Not knowing what I'm really looking for, I open a box of my own and start digging through what looks to be Christmas decorations. "How long have you two known each other?" I ask as I prick my finger on an ornament hook.

"Most of our lives," she replies a moment later. "We met when we were children. Lived down the block from each other. Our mums were friends, so we were friends too. And then when we grew up, we grew into ourselves and each other. It seemed to be the natural progression of things."

"So it was arranged?" I ask, scooting the Christmas box aside to start digging through another one.

She shakes her head. "Not at all. We were just very close, and we fell in love during our teenage years. It was actually very romantic. Somewhere up here is my old wedding dress, as well as our wedding album. But also some photo albums from when we were children. Let me know if you find them. I can show you."
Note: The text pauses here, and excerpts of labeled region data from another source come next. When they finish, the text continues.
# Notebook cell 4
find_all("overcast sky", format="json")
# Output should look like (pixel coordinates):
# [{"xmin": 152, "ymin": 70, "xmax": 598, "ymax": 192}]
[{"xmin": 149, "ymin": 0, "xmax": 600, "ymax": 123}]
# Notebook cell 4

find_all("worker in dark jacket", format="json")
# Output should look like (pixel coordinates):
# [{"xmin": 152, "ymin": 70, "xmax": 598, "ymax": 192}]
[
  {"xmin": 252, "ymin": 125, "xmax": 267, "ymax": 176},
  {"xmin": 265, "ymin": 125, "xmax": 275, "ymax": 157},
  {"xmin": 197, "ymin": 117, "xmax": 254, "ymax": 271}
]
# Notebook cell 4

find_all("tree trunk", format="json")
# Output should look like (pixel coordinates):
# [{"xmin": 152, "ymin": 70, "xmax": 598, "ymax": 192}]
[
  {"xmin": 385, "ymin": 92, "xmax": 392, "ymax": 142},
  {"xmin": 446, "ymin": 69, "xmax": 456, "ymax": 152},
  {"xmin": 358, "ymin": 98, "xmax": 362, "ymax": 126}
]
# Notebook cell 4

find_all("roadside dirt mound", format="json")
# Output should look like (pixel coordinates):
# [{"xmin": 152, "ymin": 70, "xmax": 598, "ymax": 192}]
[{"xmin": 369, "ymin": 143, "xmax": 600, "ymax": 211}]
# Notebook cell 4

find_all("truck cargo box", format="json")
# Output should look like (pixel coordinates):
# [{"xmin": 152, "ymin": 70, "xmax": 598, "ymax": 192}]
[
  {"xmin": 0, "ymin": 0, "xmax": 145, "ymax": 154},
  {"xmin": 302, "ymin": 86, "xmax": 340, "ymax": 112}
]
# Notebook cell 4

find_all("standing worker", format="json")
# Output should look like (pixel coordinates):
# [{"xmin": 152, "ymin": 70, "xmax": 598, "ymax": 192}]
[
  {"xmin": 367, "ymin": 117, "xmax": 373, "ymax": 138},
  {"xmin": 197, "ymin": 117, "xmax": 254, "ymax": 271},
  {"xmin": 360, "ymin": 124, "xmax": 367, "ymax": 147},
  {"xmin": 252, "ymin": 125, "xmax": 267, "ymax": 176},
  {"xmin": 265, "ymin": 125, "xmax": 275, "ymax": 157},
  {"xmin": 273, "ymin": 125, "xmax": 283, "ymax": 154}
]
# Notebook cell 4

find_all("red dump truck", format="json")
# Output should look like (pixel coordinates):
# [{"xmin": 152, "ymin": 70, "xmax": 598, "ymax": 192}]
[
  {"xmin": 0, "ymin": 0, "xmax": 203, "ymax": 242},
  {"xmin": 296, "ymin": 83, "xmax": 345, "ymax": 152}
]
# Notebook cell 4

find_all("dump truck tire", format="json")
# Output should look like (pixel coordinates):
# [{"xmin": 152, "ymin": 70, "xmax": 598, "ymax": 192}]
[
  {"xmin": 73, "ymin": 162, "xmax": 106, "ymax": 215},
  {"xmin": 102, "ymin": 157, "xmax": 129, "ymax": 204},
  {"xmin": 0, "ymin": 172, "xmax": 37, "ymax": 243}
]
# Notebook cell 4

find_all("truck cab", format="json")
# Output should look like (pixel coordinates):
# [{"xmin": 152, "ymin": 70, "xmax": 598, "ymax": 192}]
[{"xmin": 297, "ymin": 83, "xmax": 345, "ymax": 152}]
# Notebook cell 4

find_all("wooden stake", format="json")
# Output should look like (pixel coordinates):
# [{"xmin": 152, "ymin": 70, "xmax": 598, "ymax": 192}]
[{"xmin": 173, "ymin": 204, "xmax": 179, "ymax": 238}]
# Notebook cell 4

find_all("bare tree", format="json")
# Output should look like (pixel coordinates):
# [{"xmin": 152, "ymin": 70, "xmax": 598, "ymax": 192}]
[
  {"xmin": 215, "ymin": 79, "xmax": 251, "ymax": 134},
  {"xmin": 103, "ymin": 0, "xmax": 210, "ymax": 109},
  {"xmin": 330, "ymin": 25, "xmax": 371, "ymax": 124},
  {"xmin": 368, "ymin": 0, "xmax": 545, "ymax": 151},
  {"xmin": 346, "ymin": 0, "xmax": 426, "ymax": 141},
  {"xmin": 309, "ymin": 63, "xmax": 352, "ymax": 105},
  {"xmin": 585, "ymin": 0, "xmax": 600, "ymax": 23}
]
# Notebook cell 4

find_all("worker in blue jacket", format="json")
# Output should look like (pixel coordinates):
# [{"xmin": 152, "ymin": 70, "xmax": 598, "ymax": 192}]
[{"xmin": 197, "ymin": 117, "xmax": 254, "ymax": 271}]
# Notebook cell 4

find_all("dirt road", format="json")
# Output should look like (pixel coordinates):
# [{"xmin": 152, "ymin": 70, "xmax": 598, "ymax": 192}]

I nod my head as I sift through old moth-eaten clothes that are probably older than I am before setting it aside to dig through another box. "So what am I looking for exactly? The album with the clippings? What does it look like?"

"Oh, just a black book," she replies. "It looks like a photo album, but it's actually a scrapbook. I believe it has an embroidered flower on the front cover. Something an old friend of ours gave us years ago."

We spend the next few minutes in silence as the two of us remain focused on our mission. But I keep finding myself getting distracted by other things. Gardening books, cookbooks, clothes from what looks like the 60s that I know can't belong to them. Some old toys ranging from the 60s to the 90s. I stumble across an Easy-Bake Oven from decades ago, and I wonder if it still works.

"It's amazing that you still have all these things up here," I say, my voice growing a bit hoarse from all the dust. "I mean, some of these things are probably worth something. Are these Pokémon cards?" I ask as I flip through an old binder filled with little cartoon character cards.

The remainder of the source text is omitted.